LDAP re-enablement after patching requires removing temporary local accounts. If local accounts were created as a temporary measure during the patch window, they should be disabled or removed once LDAP authentication is re-enabled and verified. Leaving temporary accounts active — particularly ones created with simple temporary passwords — extends the attack surface beyond the LDAP injection vulnerability the patch addressed.

Failure Modes

Patched production Roxy-WI but an unpatched staging or test instance remains internet-accessible. Roxy-WI instances in test and staging environments are frequently configured with the same LDAP credentials as production — or with credentials that share a password with production accounts. An attacker who exploits the unpatched test instance through CVE-2026-33432 gains access to LDAP bind credentials stored in the Roxy-WI configuration, which may work against the production LDAP server directly. A patched production instance does not protect against pivot attacks that begin at an unpatched adjacent instance. Audit every Roxy-WI deployment in the environment, not just the primary production instance, and apply the same patch and firewall controls to all of them.

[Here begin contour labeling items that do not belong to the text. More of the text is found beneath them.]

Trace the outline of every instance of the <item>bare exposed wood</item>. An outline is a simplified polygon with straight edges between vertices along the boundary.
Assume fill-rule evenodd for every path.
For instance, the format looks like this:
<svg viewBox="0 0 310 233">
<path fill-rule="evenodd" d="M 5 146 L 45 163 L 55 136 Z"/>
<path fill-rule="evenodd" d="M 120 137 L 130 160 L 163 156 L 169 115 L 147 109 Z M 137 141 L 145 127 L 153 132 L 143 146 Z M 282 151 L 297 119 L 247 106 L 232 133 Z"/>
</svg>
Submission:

Firewall restricts external access but Roxy-WI is accessible from the developer VLAN. Restricting the Roxy-WI management port to the operations team’s IP range eliminates exposure to internet attackers. It does not eliminate exposure to anyone on the internal network segments that can reach the management port — including developer workstations, CI/CD build agents, and shared internal services. A compromised developer laptop on the same VLAN as Roxy-WI can exploit CVE-2026-33432 without any internet-facing exposure. Internal network segmentation that restricts Roxy-WI access to a dedicated operations VLAN provides meaningfully stronger isolation than a firewall rule that allows the entire corporate network.

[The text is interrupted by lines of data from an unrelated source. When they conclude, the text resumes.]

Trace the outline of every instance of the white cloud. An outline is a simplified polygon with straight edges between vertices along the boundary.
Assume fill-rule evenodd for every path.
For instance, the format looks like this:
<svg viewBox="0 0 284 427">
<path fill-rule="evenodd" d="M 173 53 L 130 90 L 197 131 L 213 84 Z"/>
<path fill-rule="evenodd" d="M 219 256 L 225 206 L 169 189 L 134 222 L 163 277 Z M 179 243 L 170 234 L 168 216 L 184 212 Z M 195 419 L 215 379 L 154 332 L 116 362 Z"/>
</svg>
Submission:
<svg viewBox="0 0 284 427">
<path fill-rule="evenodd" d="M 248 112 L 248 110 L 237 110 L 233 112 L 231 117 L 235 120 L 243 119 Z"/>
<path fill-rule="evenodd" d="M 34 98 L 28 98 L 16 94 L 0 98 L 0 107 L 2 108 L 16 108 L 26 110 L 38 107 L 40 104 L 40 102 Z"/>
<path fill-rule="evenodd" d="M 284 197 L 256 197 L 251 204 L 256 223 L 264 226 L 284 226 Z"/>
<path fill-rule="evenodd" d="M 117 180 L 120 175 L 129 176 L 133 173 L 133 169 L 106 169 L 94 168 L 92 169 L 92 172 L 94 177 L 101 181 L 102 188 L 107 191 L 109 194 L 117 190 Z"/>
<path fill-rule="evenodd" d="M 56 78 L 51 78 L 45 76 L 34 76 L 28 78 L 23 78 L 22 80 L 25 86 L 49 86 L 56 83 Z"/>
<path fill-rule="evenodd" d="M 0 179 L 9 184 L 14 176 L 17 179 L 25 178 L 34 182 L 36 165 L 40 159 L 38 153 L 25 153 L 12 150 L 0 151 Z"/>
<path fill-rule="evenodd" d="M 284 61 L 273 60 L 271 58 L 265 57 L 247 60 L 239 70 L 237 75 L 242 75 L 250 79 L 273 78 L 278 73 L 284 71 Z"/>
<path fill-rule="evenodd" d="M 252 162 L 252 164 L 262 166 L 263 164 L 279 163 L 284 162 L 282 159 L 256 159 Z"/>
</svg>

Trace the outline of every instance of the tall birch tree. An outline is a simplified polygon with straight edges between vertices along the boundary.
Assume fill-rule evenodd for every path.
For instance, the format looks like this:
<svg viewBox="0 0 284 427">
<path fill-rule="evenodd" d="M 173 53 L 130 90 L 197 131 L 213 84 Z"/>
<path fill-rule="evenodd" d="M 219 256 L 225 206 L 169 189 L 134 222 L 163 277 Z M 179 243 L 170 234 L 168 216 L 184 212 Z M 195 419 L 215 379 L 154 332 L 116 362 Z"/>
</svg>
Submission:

Log audit searches for * character but misses \00 null-byte injection attempts. Null bytes do not appear as printable characters in log files viewed with standard tools. A grep for *, (, or ) in login fields will identify the most common LDAP injection payloads, but null-byte injection attempts — which can be used to truncate filter strings in some LDAP implementations — require binary-aware log inspection. The grep -aP "\x00" approach shown in the audit section above handles this, but operators who rely only on plain-text log viewing tools or SIEM rules that filter for printable characters will miss null-byte payloads entirely.